As for flight records ULA is 100% successful across 145 flights and SpaceX Falcon 9 is 98.8% successful across 168 flights (166/168).
I also have a Tesla. It’s a fully functional electric entry level performance luxury sedan. It works great as a daily driver.
Thanks to its efficiency and the Supercharger network day trips and overnight trips are not overly painful. In fact using a Supercharger is easier than a gas pump. Autopilot works for the most part. To be fair full self-driving I didn’t pay for because a lot of it I wouldn’t trust or still isn’t functional.
However the image recognition is pretty good. The car recognizes and displays curbs, cars, trucks, vans, people, traffic cones, garbage cans, traffic lights, stops signs, speed limit signs, and painted arrows/lines/words on the road in real time. So the foundation for automated driving is there.
Musks timelines are shall we say “aspirational” if we are being charitable but the engineering teams at Tesla and SpaceX do seem capable of eventually reaching the goals he’s set out.
His current behavior is more like a mid-life crisis except magnified by being a centi-billionaire. Hopefully he either gets back to focusing on his companies which are great when punching upward at an entrenched market like launching or cars - or he steps back and let’s others manage his companies and they dial back some of the rhetoric.
I think there's some confusion about my statements in this thread, so let me try to clear it up. I agree with everything you said here, except for the last paragraph. Musk isn't having a midlife crisis, and his claims aren't just hyperbole. They are calculated cons to lure investors.

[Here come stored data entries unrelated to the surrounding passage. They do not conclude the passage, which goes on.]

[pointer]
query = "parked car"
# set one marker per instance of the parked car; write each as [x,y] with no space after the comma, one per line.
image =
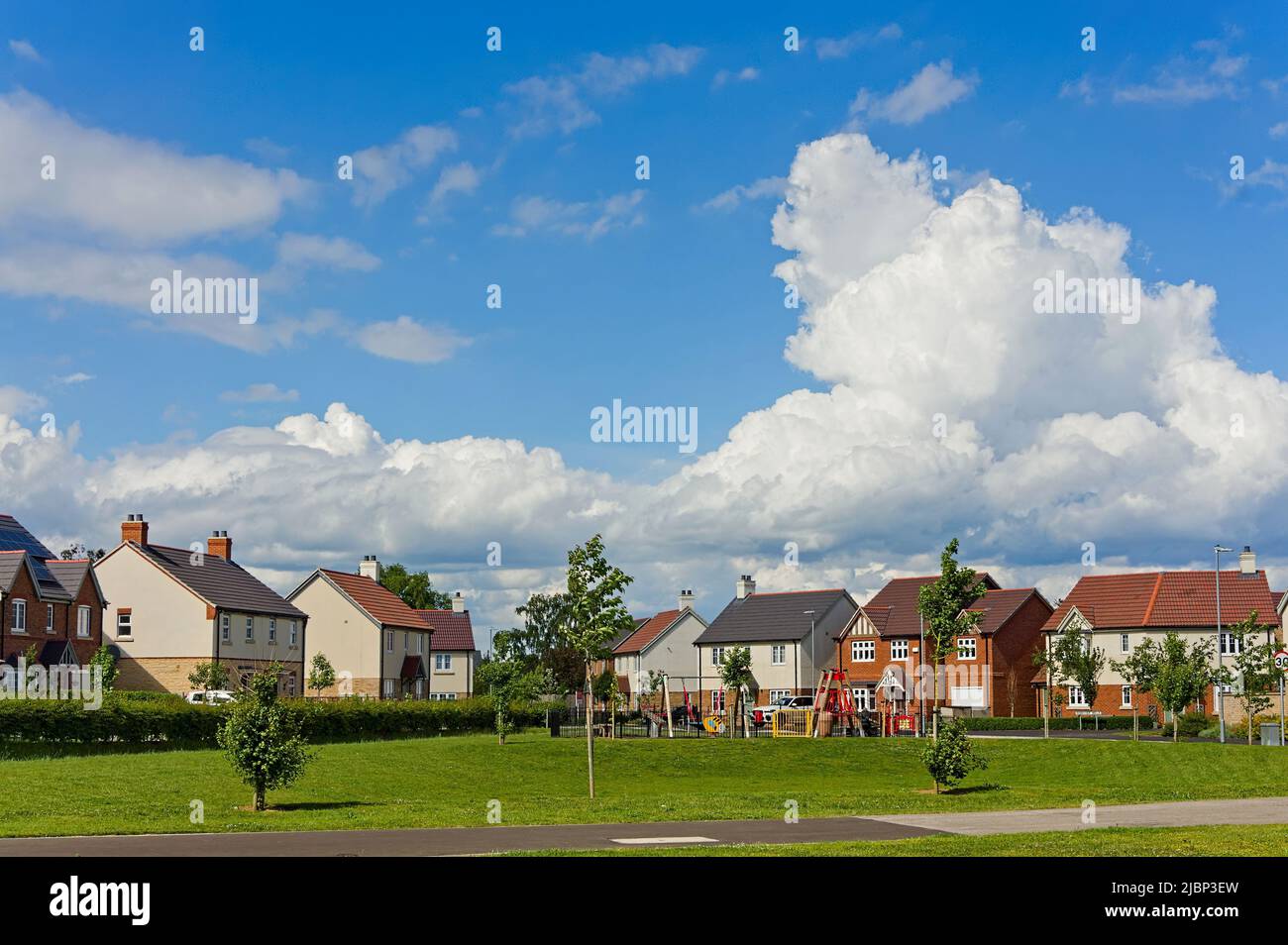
[763,714]
[214,696]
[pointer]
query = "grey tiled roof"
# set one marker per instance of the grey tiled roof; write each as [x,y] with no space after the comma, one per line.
[224,583]
[765,617]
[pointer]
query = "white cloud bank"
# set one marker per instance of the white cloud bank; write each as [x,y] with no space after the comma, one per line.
[951,408]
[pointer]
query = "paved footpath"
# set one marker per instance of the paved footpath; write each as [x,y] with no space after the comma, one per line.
[485,840]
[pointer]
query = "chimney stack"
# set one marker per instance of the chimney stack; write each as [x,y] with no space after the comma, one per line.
[134,529]
[219,545]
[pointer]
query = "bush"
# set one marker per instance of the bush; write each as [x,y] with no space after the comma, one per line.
[160,717]
[1193,724]
[1028,722]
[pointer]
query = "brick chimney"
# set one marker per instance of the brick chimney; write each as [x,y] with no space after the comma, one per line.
[134,529]
[219,545]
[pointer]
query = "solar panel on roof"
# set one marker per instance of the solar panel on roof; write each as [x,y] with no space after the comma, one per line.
[14,537]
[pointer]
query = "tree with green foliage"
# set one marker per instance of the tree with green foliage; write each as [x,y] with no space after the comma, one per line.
[507,677]
[415,588]
[1254,673]
[1073,660]
[1181,673]
[207,677]
[951,756]
[593,615]
[104,661]
[263,738]
[944,605]
[735,674]
[321,674]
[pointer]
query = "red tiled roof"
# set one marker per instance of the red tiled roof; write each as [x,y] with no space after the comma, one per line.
[1168,599]
[648,632]
[900,600]
[452,631]
[381,604]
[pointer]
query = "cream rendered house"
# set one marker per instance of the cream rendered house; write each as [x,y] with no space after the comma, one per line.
[172,609]
[377,645]
[793,636]
[662,644]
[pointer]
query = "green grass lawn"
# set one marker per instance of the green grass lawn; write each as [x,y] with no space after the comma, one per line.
[1109,841]
[541,781]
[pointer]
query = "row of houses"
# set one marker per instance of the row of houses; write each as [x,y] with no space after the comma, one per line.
[168,609]
[795,635]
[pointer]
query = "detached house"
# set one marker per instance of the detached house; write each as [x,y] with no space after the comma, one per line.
[176,608]
[990,673]
[791,636]
[1117,612]
[377,645]
[44,601]
[660,644]
[454,657]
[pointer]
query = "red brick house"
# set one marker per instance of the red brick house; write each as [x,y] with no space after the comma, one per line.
[1117,612]
[44,601]
[990,674]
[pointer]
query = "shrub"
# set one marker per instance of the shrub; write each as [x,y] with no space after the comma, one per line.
[951,757]
[1193,724]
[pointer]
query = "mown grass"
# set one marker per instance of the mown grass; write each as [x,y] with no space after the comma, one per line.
[1109,841]
[449,782]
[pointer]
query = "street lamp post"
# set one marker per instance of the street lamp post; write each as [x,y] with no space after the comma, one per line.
[1216,686]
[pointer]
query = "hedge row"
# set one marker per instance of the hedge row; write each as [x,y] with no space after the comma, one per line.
[125,718]
[1026,722]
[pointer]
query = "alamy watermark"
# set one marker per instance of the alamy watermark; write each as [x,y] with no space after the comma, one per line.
[192,296]
[1074,295]
[63,682]
[645,425]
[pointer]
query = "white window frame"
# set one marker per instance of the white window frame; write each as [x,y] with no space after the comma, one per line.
[863,647]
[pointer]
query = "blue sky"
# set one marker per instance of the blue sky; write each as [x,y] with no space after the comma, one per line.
[675,301]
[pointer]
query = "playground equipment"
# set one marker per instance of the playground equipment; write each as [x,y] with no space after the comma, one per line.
[833,702]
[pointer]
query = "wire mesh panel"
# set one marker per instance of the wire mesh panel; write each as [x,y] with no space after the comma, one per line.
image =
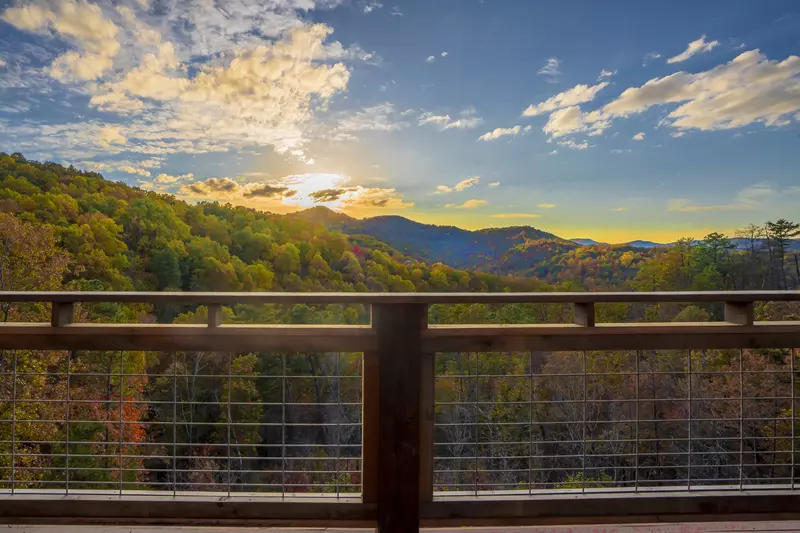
[180,423]
[512,423]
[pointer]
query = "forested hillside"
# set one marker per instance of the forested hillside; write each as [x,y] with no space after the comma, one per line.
[479,250]
[101,235]
[61,228]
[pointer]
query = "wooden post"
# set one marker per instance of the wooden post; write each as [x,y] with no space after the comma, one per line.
[369,427]
[584,314]
[214,315]
[63,313]
[399,339]
[740,313]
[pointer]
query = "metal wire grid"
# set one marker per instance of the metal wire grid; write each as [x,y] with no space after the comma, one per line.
[614,421]
[189,423]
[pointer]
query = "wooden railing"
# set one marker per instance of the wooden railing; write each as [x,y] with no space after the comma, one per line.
[399,348]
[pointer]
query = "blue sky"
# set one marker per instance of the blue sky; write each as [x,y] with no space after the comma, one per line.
[614,120]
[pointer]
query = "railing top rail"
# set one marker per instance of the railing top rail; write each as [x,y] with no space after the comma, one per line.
[231,298]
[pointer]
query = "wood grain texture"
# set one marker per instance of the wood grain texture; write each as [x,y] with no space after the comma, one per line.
[584,314]
[41,509]
[740,313]
[399,332]
[231,298]
[613,508]
[190,337]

Think about it. Tesla does make amazing cars, but without Musk's promises of FSD, TSLA wouldn't be valued at more than every other automaker combined. It'd still be a valuable innovative automaker, but not valuable enough to make Musk the world's richest man.
And SpaceX has made incredible advances in rocket technology, but without Musk's promises about going to Mars (which BTW are just absurd, such as his recent TED interview when he promised he could send 100k people to Mars at a cost of $100k each) then SpaceX would just be another NASA contractor. Which is awesome, don't get me wrong, but once again not enough to make Musk the world's richest man.